Absolutely a compliment!

Becoming an independent learner is the goal of all education. Many DCs never get there.

The fact that yours have achieved it at primary age is fantastic. A testament both to your DCs and to your enlightened approach to their upbringing. I am VERY sure that your DC's teachers just love parents like you! smile

My DD got there very early on, have not had to chivvy on the homework front since y2 2. DS, however, still has a long way to go in yr 6! grin - so I guess that most of it is down to the temperament of the child, much as I would like to take credit for moulding my DD into a model of conscienciousness!

morethanpotatoprints Thu 28-Mar-13 21:07:02

It is definitely a complement. I used to teach A level students who weren't capable of independent learning.
My dd is total independent learner as she has to be. It has enabled her to progress in some areas really quickly.
Well done your dc and you for encouraging it. grin

EvilTwins Thu 28-Mar-13 22:26:01

It's the latest big thing, and is definitely a positive!

It's not just about homework either - new OFSTED framework wants opportunities for independent learning during lessons. It's fabulous when it works - set them off, they enjoy doing it all by themselves and you get a big fat tick in a box from anyone watching. Some teachers me find it hard to let go though - it can feel a bit like relinquishing control...

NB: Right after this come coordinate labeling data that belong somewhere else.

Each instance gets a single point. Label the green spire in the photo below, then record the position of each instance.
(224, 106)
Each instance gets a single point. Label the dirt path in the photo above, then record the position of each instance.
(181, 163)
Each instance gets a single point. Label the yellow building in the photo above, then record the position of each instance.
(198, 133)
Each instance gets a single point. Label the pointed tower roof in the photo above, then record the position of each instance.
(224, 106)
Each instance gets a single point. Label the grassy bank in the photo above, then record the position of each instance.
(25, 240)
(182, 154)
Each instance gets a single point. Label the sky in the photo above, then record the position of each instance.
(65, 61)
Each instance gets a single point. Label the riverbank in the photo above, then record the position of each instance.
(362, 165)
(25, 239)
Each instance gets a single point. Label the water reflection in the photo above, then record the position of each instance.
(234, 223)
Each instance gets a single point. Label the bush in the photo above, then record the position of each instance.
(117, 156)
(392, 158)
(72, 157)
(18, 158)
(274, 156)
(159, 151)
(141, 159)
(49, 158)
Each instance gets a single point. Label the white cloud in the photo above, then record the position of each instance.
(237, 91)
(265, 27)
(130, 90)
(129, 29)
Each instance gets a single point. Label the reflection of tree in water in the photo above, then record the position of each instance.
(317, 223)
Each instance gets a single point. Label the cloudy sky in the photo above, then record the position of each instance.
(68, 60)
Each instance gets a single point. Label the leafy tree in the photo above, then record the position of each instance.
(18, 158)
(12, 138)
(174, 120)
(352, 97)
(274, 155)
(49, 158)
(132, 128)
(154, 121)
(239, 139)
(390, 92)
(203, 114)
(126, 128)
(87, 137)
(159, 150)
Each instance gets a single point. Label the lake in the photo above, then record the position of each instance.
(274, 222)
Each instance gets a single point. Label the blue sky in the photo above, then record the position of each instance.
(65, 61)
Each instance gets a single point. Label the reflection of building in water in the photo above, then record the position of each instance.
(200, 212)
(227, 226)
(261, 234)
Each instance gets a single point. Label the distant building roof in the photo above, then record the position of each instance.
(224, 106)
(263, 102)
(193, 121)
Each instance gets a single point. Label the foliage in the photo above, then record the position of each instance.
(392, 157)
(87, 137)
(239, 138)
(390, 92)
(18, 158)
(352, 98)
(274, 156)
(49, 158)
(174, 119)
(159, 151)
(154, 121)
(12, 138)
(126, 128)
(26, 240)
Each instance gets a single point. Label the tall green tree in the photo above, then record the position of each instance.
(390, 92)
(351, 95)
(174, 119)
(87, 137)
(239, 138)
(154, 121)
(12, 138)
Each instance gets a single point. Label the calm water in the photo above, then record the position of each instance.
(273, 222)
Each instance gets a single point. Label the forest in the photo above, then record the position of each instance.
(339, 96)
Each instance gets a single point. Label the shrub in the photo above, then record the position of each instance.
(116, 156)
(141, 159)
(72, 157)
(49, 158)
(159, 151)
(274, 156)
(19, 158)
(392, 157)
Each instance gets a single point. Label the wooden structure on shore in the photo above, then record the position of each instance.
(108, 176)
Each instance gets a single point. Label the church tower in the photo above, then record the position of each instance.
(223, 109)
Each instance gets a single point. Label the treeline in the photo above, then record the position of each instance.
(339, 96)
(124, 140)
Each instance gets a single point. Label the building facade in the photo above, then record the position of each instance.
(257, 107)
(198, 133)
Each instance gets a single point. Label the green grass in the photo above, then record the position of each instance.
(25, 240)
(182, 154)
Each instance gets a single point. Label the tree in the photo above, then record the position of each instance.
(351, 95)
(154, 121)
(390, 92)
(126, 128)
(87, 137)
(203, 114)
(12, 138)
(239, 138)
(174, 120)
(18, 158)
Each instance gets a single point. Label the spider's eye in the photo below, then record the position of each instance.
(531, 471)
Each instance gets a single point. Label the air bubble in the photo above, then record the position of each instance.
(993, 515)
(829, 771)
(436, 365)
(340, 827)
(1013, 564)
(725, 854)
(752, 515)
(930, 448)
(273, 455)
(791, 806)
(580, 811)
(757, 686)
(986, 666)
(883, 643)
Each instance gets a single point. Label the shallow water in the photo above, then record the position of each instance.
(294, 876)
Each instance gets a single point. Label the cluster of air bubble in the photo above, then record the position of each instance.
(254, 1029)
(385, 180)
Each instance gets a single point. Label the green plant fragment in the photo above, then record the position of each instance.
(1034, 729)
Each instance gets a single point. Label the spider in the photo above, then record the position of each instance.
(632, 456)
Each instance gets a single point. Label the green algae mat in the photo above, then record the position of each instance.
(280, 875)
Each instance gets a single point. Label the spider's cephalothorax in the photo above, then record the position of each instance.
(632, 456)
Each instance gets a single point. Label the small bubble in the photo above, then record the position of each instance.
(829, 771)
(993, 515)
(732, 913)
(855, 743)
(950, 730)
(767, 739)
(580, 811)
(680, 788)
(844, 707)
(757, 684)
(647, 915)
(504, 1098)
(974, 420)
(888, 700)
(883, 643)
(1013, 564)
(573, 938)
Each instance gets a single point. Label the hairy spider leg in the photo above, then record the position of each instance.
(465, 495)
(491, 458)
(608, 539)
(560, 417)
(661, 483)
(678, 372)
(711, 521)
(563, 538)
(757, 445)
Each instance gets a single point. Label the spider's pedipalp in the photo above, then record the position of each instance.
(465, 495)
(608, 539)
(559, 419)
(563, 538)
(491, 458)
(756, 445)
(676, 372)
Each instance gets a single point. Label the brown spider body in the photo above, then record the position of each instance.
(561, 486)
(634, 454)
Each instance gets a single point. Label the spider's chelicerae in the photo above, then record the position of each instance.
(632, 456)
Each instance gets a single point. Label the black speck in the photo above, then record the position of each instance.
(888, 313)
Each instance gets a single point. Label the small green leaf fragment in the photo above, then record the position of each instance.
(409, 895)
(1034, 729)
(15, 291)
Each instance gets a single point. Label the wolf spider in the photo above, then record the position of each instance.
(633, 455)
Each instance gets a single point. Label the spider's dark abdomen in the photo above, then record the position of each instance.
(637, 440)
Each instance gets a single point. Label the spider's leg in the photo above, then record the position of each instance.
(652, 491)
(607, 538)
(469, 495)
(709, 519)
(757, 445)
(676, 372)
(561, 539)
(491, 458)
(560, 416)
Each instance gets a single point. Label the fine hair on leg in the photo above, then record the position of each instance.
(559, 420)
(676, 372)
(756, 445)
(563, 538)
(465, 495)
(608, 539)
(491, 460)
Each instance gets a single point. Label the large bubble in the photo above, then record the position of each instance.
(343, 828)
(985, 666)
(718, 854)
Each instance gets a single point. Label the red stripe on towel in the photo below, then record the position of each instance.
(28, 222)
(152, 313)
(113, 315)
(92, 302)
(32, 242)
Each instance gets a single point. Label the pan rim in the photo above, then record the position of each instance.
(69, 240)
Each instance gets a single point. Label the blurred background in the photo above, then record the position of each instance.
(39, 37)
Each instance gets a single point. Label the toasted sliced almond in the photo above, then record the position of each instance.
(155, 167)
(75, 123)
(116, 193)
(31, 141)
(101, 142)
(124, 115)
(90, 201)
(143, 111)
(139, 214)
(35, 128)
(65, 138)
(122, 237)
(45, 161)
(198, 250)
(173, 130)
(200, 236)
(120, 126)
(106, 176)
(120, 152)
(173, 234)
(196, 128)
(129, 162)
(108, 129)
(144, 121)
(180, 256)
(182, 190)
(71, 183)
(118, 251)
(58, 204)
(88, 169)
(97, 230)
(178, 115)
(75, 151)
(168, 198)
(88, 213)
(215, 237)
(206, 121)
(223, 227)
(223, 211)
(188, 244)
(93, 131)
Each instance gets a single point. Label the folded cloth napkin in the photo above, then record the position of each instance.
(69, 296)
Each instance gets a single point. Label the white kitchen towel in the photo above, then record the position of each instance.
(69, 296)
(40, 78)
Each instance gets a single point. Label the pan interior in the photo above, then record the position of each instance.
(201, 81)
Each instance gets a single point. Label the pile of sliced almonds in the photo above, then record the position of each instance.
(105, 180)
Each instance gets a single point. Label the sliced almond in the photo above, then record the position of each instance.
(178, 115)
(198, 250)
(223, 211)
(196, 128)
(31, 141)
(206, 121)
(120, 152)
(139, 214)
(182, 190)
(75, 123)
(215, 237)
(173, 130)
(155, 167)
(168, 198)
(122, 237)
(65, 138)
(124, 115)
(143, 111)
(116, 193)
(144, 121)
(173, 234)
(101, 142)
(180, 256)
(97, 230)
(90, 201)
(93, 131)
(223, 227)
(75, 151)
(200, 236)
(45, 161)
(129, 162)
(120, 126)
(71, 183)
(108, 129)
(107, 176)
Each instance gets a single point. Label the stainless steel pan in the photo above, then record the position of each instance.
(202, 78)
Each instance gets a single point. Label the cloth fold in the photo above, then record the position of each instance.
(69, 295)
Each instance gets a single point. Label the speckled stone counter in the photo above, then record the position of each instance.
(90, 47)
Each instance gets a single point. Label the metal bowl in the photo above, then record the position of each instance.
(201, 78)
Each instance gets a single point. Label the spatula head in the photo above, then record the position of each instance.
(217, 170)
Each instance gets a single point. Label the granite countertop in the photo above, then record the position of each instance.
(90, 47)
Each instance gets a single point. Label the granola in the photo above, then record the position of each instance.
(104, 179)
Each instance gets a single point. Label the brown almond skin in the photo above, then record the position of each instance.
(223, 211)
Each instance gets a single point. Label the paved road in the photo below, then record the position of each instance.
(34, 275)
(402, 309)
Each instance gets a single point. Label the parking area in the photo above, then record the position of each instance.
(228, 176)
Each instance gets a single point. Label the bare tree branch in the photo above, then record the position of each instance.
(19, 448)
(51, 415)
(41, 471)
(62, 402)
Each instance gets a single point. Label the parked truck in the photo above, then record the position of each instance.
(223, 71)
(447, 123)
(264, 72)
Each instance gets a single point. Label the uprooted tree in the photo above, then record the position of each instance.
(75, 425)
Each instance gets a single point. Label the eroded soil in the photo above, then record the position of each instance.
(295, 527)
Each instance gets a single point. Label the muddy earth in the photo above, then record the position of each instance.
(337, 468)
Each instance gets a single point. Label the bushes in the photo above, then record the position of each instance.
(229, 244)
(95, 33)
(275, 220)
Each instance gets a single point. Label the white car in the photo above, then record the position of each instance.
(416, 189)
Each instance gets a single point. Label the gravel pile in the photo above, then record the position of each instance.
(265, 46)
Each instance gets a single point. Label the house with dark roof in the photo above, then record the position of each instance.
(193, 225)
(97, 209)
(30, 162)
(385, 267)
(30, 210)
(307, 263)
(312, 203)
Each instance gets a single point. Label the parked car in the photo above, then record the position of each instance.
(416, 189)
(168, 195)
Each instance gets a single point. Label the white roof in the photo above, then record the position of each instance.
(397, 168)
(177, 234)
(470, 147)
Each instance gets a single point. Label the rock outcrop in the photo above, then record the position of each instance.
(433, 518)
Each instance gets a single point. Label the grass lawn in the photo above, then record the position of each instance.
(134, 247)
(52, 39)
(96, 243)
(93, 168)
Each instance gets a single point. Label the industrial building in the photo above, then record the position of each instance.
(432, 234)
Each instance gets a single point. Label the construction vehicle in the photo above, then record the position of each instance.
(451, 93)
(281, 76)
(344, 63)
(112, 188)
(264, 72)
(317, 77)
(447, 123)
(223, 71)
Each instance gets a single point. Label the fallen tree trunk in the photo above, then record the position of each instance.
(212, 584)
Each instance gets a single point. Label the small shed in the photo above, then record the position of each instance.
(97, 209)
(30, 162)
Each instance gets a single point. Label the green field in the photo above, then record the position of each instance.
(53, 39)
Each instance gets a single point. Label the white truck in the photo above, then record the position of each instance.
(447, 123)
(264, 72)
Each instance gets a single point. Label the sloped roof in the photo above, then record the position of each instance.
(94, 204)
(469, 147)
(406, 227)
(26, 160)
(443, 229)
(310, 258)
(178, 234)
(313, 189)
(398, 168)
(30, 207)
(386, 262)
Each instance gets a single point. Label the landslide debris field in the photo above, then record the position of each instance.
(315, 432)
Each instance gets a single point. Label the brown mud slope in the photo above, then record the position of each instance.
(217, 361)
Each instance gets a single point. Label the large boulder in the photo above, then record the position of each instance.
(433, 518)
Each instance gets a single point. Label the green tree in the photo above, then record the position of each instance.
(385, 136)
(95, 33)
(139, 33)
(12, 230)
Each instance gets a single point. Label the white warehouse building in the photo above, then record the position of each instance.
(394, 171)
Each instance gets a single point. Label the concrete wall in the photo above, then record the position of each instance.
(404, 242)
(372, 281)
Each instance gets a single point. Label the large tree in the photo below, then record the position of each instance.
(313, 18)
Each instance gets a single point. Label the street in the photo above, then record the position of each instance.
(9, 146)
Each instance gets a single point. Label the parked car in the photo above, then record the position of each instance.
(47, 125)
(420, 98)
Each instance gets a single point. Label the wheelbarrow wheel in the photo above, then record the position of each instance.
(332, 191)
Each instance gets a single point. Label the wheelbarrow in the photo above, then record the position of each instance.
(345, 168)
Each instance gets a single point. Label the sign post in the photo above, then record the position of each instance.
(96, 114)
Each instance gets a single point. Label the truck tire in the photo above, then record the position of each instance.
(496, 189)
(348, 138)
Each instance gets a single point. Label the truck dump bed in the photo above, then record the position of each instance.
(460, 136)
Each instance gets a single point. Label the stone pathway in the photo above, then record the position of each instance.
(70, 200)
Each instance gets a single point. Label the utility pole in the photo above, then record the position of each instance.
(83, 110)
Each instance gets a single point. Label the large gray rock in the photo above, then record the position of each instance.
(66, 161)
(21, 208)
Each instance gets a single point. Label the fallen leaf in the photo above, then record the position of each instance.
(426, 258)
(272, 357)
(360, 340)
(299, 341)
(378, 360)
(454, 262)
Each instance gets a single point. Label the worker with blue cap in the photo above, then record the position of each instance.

MrsShrek3 Thu 28-Mar-13 22:54:44

huge compliment. I have the next half term with a big target of getting my sen class to become independent learners for 10 mins at a time. I will be the happiest person around if they can do it. It's a life skill. ofsted love it. so do HTs wink

JamieandtheMagicTorch Fri 29-Mar-13 20:05:34

Oh yes, there are not all that many independent learners around. Massively important.

morethanpotatoprints Fri 29-Mar-13 20:22:27

EvilTwins

The whole ethos is as you described, and it is relinquishing control as far as the teacher is concerned and placing the control with the student. I think it would be hard for some dc as spoon feeding has been the norm for so long. I can't see how it would fit nicely with assessment targets and box ticking, but maybe I am very extreme with my approach as most of what dd does is autonomous and completely child led.